Филологические
науки/3.Теоретические и методологические проблемы исследования языка.
Д. филол.
н. Чеерчиев М.Ч.
Дагестанский государственный педагогический
университет, Россия.
Принцип «позиционности» в сравнительно-исторических фонетических изысканиях
Ф.Ф. Фортунатова и его учеников
(165-летию со дня рождения Ф.Ф. Фортунатова посвящается)
Главнейшим
направлением в научной деятельности Ф.Ф. Фортунатова, как известно, являлись
вопросы звукового состава общеиндоевропейского языка, определение фонетических
законов [Будде 1914] и звуковые соответствия в отдельных индоевропейских
языках. Его исследования, как отмечал М.Н. Петерсон, «относятся ко всем
главнейшим отделам языковедения: фонетике, лексикологии, этимологии,
морфологии, синтаксису» [Фортунатов 1957: 6]. Среди его научного наследия
важное место следует уделить также принципам сравнительно-исторических
реконструкций, которые лежат в основе его работ, относящихся к
сравнительно-историческим фонетическим реконструкциям индоевропейских языков.
Представляется
возможным выделить в трудах Ф.Ф. Фортунатова и его учеников следующие четыре
основные принципа сравнительно-исторических фонетических реконструкций, которые
условно можно назвать: а) принцип «позиционности», б) принцип «неполного ряда»,
в) принцип «недостаточности», г) принцип «относительной хронологии» [Чеерчиев
1979].
Уже
в своих ранних работах Ф.Ф. Фортунатов выступал против упрощенного понимания
фонетических изменений. Он писал: «…языкознание не стоит уже на той ступени,
когда довольствовались решением вопроса, может ли вообще переходить звук икс в
звук игрек. Мы должны определить, наблюдается ли такой переход в известном
языке, и если наблюдается, то при каких именно условиях, а для этого надо
указать на аналогичные примеры» [Фортунатов 1875: 40].
Как
известно, Ф.Ф. Фортунатов различал фонетические явления двух родов: а)
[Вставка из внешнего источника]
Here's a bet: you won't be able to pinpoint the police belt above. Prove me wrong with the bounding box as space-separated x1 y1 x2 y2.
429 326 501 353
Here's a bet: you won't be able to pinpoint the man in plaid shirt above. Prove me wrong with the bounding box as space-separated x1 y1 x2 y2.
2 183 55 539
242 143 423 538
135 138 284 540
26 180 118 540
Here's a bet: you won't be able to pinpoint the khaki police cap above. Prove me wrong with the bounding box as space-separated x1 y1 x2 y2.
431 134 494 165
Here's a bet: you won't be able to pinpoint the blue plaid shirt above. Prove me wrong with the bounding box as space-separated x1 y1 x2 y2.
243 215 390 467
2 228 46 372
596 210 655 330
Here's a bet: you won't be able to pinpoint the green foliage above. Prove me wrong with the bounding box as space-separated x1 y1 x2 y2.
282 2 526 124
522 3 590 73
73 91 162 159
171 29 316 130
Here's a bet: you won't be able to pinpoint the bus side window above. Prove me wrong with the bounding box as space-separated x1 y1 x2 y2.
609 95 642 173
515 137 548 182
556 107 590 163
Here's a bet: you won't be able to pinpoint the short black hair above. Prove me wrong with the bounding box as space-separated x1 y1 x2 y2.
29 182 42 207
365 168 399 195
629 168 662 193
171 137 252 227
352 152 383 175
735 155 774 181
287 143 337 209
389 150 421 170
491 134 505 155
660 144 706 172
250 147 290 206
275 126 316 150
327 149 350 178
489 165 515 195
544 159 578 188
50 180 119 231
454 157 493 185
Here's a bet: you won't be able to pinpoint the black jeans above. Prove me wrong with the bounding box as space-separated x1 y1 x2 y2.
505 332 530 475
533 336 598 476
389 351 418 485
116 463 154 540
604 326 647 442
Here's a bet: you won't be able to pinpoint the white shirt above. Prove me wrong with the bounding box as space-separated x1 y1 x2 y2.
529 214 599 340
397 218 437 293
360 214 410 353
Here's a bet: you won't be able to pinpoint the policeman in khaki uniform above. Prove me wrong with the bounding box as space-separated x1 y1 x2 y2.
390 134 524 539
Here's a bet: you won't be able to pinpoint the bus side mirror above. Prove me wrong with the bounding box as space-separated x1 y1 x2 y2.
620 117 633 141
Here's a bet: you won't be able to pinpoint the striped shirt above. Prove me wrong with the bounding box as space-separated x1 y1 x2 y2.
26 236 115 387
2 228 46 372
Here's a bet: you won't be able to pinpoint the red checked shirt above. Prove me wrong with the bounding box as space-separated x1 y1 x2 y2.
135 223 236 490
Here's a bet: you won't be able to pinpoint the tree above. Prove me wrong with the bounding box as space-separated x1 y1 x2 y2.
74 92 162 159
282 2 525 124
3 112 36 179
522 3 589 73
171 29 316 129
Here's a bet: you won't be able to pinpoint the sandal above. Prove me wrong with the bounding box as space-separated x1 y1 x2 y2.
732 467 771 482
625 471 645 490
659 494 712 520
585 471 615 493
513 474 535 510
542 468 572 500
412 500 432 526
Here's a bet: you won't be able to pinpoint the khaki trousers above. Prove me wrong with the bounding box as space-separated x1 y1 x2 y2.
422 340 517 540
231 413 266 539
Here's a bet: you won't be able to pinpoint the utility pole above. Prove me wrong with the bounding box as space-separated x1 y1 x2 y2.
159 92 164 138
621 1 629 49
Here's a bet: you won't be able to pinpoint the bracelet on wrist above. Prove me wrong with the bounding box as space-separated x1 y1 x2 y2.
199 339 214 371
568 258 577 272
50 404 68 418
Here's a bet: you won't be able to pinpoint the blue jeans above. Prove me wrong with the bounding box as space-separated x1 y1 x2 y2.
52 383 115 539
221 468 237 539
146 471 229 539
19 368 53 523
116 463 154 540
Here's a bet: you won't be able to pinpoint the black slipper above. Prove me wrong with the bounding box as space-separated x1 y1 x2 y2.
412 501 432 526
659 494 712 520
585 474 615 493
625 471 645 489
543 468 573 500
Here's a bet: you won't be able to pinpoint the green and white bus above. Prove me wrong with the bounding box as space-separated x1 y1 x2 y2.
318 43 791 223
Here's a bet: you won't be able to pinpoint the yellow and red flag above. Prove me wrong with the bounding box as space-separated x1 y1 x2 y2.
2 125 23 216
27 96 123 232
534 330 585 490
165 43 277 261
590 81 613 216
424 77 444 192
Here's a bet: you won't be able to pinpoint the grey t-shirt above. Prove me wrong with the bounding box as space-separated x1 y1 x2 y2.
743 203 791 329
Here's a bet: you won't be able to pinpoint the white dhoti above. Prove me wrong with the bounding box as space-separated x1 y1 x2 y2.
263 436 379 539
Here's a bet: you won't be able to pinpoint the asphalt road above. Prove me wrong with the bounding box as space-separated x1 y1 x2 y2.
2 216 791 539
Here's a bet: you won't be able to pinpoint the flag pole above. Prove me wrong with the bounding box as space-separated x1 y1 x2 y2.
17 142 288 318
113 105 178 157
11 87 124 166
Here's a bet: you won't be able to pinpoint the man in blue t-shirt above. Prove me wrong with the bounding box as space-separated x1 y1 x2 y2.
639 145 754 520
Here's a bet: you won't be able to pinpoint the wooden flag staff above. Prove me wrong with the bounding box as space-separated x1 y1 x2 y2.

изменения звуков самих по себе и б) изменения звуков, вызываемые положением
данных звуков в тех звуковых комплексах, какими являются слова в сочетании слов
в речи. «Явления последнего ряда, – писал он, – можно назвать фонетическим явлениями под влиянием тех
или других фонетических причин; сюда принадлежат: изменения
звуков под влиянием соседних в слове (или в комплексе слов) звуков, под
влиянием ударения слова, под влиянием положения звуков в конце, или в начале,
или внутри слова и под влиянием различий в темпе речи» [Фортунатов 1956: 203-204]. Отсюда Ф.Ф. Фортунатов определяет задачу
фонетики по отношению к каждому звуку в данном языке: «…определить, какую
судьбу имел данный звук в данном языке в данную эпоху его жизни, т.е.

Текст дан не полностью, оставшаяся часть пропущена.